Saviours of the Islamic Spirit
Meet the Authors
Shaykh Abu ’l-Hasan ‘Ali al-Hasani Nadwi (1332/1914–1420/1999), affectionately known as ‘Ali Miyan, was a leading intellectual and religious scholar of contemporary India. He wrote numerous books on history, biography, and contemporary affairs concerning both the Muslim community in India and Muslims abroad. He served as rector of the Nadwat al-‘Ulama’ seminary in Lucknow for a number of years, where he also taught Qur’anic exegesis, hadith, and Arabic literature, along with history and logic.

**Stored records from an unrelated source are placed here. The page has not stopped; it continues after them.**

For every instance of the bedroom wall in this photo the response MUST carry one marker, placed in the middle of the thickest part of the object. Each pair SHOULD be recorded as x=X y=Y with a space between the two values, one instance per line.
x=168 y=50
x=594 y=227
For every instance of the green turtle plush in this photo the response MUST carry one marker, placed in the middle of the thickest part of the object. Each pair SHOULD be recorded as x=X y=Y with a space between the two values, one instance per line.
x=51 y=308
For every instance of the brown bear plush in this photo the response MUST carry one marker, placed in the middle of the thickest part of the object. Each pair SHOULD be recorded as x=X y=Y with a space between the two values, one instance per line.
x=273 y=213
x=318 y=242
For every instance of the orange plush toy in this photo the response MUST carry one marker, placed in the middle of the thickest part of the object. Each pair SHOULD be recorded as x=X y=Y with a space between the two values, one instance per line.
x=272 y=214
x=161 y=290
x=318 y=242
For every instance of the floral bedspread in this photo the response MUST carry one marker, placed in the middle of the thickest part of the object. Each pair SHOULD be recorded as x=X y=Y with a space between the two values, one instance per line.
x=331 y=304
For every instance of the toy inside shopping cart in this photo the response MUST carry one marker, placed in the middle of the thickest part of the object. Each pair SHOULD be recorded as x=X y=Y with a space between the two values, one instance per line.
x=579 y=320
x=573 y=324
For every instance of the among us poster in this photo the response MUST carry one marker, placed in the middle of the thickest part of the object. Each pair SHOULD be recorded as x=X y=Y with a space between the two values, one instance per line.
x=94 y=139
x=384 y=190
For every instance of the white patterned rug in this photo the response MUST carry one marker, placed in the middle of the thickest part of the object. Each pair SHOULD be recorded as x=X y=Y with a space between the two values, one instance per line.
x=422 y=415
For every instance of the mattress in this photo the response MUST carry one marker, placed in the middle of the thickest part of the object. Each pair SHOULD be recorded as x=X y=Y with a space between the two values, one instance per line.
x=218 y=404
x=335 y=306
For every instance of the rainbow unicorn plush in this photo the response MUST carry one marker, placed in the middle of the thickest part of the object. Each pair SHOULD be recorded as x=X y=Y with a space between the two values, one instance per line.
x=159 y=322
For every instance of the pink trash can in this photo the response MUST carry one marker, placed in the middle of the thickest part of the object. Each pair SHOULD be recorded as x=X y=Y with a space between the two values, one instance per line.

He was a founding member of Rabitat al-Adab al-Islami al-‘Alamiyya (Universal League of Islamic Literature) in 1984 and was elected chairman of the All-India Muslim Personal Law Board in 1985. A prolific writer, he penned a literary legacy of a few hundred works in both Arabic and Urdu. His works have been integrated into the curriculum in a number of universities in the Arab world. His most notable Arabic work, Ma-dha Khasir al-‘Alam bi ’nhitat al-Muslimin (What Did the World Lose by the Decline of the Muslims?), was widely acclaimed and carved a place for him in elite literary circles of the Arab world. Many of his works have since been translated into Arabic, English, Turkish, Bahasa Indonesia, Persian, and Tamil, among other languages. Karwan-i Zindagi, his eight-volume autobiography; Purane Chiragh (Ancient Lamps), comprising life sketches of contemporary personalities; his biographies of Sayyid Ahmad Shahid and Caliph ‘Ali (may Allah ennoble his countenance); and his Tarikh-i Da‘wat wa ‘Azimat (Saviours of Islamic Spirit) are seen as permanent contributions to Urdu literature. This monumental scholar passed away at the age of eighty-six on Friday 31 December 1999 (22 Ramadan 1420).